Sundance 2022 SPEAK NO EVIL Review
- Solid direction
- Nice balance of comedy and social horror
- Great acting
- Thought-provoking satire
- Shocking, violent climax
- Slightly implausible twist
- Uncomfortable viewing
Social politeness hits a tense, humorous, uncomfortable wall in this dark horror comedy from director Christian Tafdrup.
A Danish family visits a Dutch family they met on a holiday. What was supposed to be an idyllic weekend slowly starts unraveling as the Danes try to stay polite in the face of unpleasantness.
This past weekend, I attended the totally-virtual Sundance Film Festival 2022. The first film on my radar was part of their Midnight program where they collect films that “defy categorization”. First up on the list was Christian Tafdrup’s “Speak No Evil,” a dark comedic satire about the pitfalls (and dire consequences) of social politeness. While on a holiday, Danish couple Bjørn and Louise meet and have a great time with Dutch couple Patrick and Karin. Bjørn sees something in Patrick and Karin he doesn’t see in his own relationship with Louise. They are different from the other married friends they hang out with – they’re fun(ny), slightly more free-spirited and there’s a friendly warmness (specifically in Patrick’s eyes) that is welcoming to Bjørn.
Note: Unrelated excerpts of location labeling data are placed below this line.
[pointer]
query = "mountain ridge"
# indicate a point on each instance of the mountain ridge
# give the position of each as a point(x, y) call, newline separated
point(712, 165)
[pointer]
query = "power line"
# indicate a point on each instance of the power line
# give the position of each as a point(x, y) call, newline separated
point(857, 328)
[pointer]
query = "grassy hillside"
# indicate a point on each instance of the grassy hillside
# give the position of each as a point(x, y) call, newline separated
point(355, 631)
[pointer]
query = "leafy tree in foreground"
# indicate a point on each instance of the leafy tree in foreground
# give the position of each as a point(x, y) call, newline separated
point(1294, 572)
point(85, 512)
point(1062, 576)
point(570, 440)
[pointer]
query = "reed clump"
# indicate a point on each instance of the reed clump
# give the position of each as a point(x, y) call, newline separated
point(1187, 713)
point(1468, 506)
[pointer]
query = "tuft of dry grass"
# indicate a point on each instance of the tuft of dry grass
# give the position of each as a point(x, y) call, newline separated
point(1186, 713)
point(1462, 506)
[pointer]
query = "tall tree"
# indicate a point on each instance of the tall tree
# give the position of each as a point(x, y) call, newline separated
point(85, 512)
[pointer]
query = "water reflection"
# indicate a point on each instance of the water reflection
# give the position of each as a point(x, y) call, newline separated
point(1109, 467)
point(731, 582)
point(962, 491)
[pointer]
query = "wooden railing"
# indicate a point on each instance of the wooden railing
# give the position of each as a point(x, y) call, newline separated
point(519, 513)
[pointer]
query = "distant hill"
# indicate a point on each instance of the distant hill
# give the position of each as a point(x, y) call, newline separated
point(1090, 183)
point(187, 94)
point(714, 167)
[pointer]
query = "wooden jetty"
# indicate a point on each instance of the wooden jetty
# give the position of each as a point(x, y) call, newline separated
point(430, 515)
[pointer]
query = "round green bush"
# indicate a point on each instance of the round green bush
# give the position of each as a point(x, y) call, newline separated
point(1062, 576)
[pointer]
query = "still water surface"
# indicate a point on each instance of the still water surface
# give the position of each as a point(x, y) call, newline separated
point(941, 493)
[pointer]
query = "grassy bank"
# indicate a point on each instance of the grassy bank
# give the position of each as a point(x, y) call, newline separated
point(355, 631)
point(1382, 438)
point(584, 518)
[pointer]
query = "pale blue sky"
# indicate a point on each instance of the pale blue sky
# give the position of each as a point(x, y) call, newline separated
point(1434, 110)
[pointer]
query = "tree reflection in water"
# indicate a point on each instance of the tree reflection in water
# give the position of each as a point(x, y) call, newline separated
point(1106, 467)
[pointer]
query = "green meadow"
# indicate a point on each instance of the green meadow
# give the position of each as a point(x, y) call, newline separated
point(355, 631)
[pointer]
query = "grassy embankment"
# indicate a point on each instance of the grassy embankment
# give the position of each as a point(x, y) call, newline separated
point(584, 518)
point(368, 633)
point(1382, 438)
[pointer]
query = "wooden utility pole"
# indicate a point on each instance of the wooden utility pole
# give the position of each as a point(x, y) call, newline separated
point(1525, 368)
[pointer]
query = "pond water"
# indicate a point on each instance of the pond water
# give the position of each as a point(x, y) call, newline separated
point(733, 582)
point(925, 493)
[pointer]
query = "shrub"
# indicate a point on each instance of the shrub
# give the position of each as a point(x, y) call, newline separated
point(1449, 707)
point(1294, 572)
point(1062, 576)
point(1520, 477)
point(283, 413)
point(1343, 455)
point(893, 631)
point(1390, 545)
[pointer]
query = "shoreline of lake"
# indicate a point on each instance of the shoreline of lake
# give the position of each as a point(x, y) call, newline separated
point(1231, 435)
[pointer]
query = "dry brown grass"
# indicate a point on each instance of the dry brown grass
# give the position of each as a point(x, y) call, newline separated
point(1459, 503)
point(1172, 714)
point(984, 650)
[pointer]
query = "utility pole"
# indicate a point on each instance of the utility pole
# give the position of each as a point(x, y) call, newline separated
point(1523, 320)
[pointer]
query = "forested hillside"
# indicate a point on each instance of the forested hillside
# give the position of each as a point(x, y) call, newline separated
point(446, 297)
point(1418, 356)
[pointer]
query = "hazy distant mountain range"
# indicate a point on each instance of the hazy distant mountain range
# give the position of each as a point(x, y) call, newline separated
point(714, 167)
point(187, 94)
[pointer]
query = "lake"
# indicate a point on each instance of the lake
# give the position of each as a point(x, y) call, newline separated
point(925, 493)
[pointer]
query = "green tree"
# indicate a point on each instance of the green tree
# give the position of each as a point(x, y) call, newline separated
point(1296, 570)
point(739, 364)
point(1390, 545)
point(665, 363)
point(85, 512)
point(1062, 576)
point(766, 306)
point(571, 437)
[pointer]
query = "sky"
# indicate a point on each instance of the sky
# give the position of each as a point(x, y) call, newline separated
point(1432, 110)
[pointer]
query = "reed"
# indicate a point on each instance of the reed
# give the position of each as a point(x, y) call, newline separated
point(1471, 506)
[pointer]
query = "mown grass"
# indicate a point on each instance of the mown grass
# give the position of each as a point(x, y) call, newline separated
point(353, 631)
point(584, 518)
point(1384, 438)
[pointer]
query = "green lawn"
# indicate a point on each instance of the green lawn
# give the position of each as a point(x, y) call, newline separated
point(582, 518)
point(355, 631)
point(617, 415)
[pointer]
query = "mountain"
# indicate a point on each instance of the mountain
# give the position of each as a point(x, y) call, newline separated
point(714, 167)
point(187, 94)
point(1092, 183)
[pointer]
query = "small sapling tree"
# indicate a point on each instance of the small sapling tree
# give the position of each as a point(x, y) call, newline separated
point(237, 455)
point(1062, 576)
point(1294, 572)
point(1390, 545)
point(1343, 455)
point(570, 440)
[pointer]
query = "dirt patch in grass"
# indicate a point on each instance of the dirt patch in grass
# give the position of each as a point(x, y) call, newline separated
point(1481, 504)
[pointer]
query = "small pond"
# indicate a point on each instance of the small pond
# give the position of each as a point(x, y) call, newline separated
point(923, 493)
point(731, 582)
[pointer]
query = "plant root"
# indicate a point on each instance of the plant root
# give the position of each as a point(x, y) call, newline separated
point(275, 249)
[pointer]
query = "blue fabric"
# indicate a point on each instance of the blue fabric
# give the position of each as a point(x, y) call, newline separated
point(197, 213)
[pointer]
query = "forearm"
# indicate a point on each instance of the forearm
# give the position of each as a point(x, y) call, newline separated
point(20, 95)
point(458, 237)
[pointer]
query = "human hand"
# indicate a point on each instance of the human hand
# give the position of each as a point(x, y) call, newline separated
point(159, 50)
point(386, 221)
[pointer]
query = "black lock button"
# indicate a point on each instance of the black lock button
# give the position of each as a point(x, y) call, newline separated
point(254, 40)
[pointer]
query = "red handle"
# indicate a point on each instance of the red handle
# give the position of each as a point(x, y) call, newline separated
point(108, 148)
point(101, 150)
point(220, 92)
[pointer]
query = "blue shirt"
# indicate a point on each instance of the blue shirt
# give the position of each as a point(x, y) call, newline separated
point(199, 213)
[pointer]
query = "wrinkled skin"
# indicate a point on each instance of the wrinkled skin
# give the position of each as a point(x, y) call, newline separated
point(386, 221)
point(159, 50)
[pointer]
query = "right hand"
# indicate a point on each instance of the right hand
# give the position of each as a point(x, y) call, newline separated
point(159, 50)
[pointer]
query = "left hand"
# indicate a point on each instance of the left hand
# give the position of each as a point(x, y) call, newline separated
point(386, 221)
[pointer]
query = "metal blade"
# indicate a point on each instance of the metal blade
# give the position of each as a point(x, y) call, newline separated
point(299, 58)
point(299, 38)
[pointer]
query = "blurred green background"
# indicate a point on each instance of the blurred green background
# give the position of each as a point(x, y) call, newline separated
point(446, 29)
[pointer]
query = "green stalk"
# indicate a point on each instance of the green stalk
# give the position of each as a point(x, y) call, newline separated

A few months later, Bjørn, Louise and their young daughter Agnes receive an invite from the Dutch couple to spend with a few days with them in their woodsy home. Louise at first declines the offer to Bjørn as they barely know these people enough to spend a few days with them. This is a key moment where Bjørn puts his foot down and decides to go for something new – a new friend. The Danish family travels to the Dutch’s family home where Patrick, Louise and their orally-impaired son Abel welcome them. The vacation starts well enough with some humorous, uncomfortable quirks: Agnes has to sleep on a flat futon next to Abel instead of on a comfortable bed; Patrick has very harsh parenting methods when dealing with his son Abel that makes the Danish couple a little unsettled; when going out for drinks, Patrick and Karin leave a strange man (who barely speaks any English) to look after Abel and Agnes; while out drinking, the two couples dance to a slow song, with Bjørn and Louise having mild fun and Patrick and Karin making out ruthlessly on the dance floor. Bjørn and Louise’s politeness almost hit a head as their hosts and their quirks become weirder and weirder, going past cringe comedy to truly uncomfortable social horror.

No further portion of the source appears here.